Former Chicago police superintendent Eddie Johnson said he is getting a lot of feedback from rank-and-file officers involved in dealing with downtown disturbances.

"What I'm hearing from cops are is that you know these young folks are taunting them, ha, ha, ha, you can't chase me, you can't do this," Johnson said.

He said the new restrictive foot pursuit policy is contributing to cops feeling like their hands are tied.

"Damned if they do, damned if they don't. You know they want to do something about it, but they're just, they don't want to get in trouble, they don't want to loses their jobs," said Johnson.

Chicago police said in a statement in part, "We actively and continuously review open source social media and additional resources will be available to protect those who are visiting, living or working in the areas of large gatherings."

Those steps include:

-An increased police presence at large gatherings

-Monitoring all activity and police cameras

-Bag checks at beach entry points

-Working with youth and outreach workers

Mayor-elect Brandon Johnson called the chaos unacceptable, but he is also asking people not to demonize youth.

The president and CEO of Chicago's Loop Alliance, which represents downtown businesses, also released a statement, saying in part, "We are saddened by the events that occurred in the Loop (Saturday) evening" and "we are prepared to work with all relevant partners and parties in response to when these trends are detected."

Full CPD statement on weekend unrest:

The Chicago Police Department's top priority is the safety and wellbeing of our residents and visitors, including our city's youth. The reckless, disruptive and violent behavior that was seen downtown this past weekend will not be tolerated. We encourage our young people to be safe and responsible as they enjoy their weekends, but anyone engaged in criminal activity will be arrested and held accountable.

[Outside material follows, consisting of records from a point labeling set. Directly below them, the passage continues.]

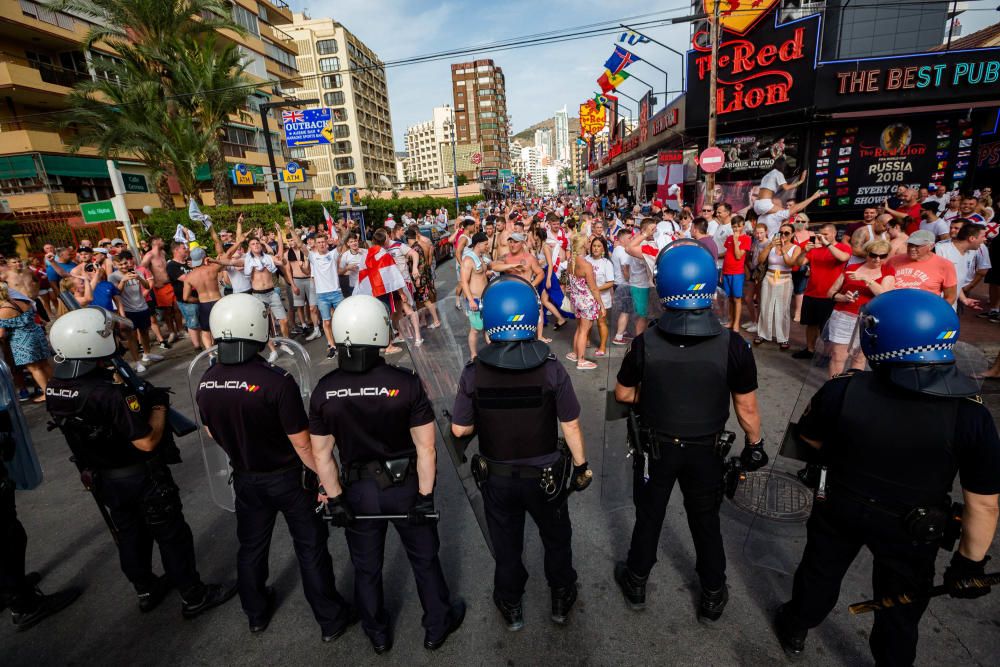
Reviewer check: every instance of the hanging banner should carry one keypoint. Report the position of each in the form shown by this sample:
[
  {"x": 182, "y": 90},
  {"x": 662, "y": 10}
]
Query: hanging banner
[{"x": 861, "y": 164}]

We actively and continuously review open source social media and additional resources will be available to protect those who are visiting, living or working in the areas of large gatherings. Resources include an increased police and command staff presence at these gatherings citywide. Our Strategic Decision Support Centers (SDSCs) will also be monitoring all activity and police cameras to assist in the proactive reallocation of resources when necessary.

Additional security measures such as bag checks at beach entry points and the curfew for minors at Millennium Park will also be in place. CPD is also working closely with youth and outreach workers for when these gatherings occur.

We strongly encourage parents to accompany their teens or have them remain under the supervision of a responsible adult. We will continue working alongside our community organizations and leaders to provide safe spaces and alternatives for our youth across the city.